11.7 WorldCom Dispute.
----------------
(a) Unless on or prior to the first anniversary of the Closing Date the
WorldCom Dispute has been adjudicated, arbitrated or settled in the favor of the
Company or in the favor of WorldCom for an amount less than or equal to
$365,000, then, as an adjustment of the Purchase Price, Purchaser shall have the
right to recover against certain portions of the Escrow Payment and set-off from
the Purchaser Common Stock to be issued to the Stockholders as follows:
(i) If on the first anniversary of the Closing Date the
WorldCom Dispute has not been adjudicated, arbitrated or settled then Purchaser
shall be entitled to $770,860.35 ($1,135,860.35 less $365,000) to be recovered
pursuant to Section 11.7(a)(iii) below.
(ii) If on or prior to the first anniversary of the Closing Date
the WorldCom Dispute has been adjudicated, arbitrated or settled in favor of
WorldCom for an amount greater than $365,000 then Purchaser shall be entitled to
the amount of such adjudication, arbitration or settlement plus reasonable
attorneys' fees and costs and related consulting fees less $365,000 to be
recovered pursuant to Section 11.7(a)(iii) below as of the date of such
adjudication, arbitration or settlement.
(iii) Any amount to be recovered pursuant to Section (i) and (ii)

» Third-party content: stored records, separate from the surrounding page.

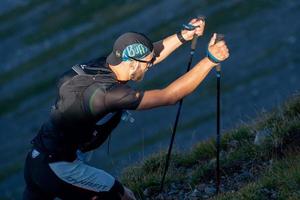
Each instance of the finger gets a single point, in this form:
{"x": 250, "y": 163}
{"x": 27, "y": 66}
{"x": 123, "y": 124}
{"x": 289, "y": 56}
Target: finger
{"x": 220, "y": 44}
{"x": 193, "y": 21}
{"x": 212, "y": 40}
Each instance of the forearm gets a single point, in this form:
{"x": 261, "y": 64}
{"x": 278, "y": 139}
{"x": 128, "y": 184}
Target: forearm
{"x": 187, "y": 83}
{"x": 165, "y": 47}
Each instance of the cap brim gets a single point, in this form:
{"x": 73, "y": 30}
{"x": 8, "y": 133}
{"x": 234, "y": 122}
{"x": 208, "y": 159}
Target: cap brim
{"x": 112, "y": 59}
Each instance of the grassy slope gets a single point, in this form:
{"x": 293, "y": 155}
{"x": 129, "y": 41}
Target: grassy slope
{"x": 197, "y": 166}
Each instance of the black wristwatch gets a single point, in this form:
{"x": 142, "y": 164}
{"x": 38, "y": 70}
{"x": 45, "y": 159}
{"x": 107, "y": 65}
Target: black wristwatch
{"x": 180, "y": 37}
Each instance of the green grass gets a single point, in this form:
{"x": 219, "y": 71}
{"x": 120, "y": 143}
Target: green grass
{"x": 13, "y": 102}
{"x": 283, "y": 178}
{"x": 52, "y": 53}
{"x": 198, "y": 164}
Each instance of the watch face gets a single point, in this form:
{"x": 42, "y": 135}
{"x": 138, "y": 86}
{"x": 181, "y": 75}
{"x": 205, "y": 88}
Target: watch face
{"x": 118, "y": 53}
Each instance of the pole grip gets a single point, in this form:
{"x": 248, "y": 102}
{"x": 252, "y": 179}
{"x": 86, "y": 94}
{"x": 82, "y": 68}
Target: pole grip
{"x": 194, "y": 43}
{"x": 219, "y": 38}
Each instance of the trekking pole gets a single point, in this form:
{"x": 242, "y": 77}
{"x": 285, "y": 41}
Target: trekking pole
{"x": 218, "y": 73}
{"x": 193, "y": 47}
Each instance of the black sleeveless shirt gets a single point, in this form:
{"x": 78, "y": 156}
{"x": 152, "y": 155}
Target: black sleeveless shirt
{"x": 82, "y": 101}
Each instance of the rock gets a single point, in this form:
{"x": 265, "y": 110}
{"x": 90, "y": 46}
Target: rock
{"x": 233, "y": 144}
{"x": 196, "y": 193}
{"x": 201, "y": 187}
{"x": 150, "y": 191}
{"x": 261, "y": 136}
{"x": 147, "y": 192}
{"x": 244, "y": 176}
{"x": 210, "y": 190}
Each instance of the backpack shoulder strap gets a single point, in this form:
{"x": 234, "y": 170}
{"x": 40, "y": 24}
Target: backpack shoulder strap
{"x": 79, "y": 70}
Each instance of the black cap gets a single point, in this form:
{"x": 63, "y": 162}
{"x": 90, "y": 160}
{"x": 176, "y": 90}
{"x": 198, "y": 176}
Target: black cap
{"x": 131, "y": 44}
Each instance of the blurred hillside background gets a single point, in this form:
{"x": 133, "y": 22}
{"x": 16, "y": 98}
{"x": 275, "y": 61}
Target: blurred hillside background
{"x": 40, "y": 39}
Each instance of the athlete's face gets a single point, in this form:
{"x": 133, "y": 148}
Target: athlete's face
{"x": 141, "y": 67}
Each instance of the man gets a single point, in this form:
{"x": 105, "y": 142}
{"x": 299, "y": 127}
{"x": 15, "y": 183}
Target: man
{"x": 93, "y": 91}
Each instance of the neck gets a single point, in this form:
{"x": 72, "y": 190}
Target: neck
{"x": 120, "y": 72}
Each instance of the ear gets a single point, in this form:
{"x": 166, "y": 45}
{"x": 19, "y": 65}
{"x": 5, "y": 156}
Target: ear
{"x": 133, "y": 65}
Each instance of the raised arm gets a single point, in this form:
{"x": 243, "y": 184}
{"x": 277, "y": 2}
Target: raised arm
{"x": 187, "y": 83}
{"x": 165, "y": 47}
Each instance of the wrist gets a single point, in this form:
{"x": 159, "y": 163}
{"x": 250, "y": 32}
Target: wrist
{"x": 181, "y": 38}
{"x": 212, "y": 58}
{"x": 210, "y": 62}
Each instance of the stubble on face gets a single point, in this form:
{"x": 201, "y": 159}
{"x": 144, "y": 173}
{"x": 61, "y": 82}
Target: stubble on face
{"x": 138, "y": 75}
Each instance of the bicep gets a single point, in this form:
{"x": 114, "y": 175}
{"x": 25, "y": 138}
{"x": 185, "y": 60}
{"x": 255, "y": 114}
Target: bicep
{"x": 153, "y": 99}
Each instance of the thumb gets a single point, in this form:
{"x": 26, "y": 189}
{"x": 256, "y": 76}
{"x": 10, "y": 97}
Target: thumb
{"x": 212, "y": 40}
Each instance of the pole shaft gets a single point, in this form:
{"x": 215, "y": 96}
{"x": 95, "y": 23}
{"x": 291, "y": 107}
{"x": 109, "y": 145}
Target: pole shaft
{"x": 218, "y": 126}
{"x": 193, "y": 47}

shall be exclusively recovered equally (i.e., one-half) from the Escrow Payments
and from set-offs from the Purchaser Common Stock based on the Fair Market Value
of the Purchaser Common Stock.
(b) Said right of recovery against the Escrow Payment and right of set-off
from the Purchaser Common Stock to be issued shall be the sole remedy for
Purchaser, and in no case shall any Stockholder be personally liable with
respect to any such amounts recoverable in connection with the WorldCom
Dispute.
(c) The obligations of the Stockholders and the rights of the Purchaser
under this Section 11.7 are conditioned upon (i) Purchaser vigorously defending
the WorldCom Dispute and vigorously pursuing its counterclaims in connection
therewith, all with counsel reasonably acceptable to the Stockholders (it being
agreed that Parcel, Mauro & Xxxxxxxxx, P.C. is acceptable to the Stockholders),
and (ii) Xxxx Xxxxx being authorized to pursue the settlement of the WorldCom
Dispute with WorldCom on terms reasonably acceptable to Purchaser, and (iii)
Purchaser shall not settle the WorldCom Dispute prior to the first anniversary
of the Closing Date without the prior written consent of the Stockholders, which
consent shall not be unreasonably withheld.
(d) If WorldCom offers or agrees (or otherwise indicates its willingness)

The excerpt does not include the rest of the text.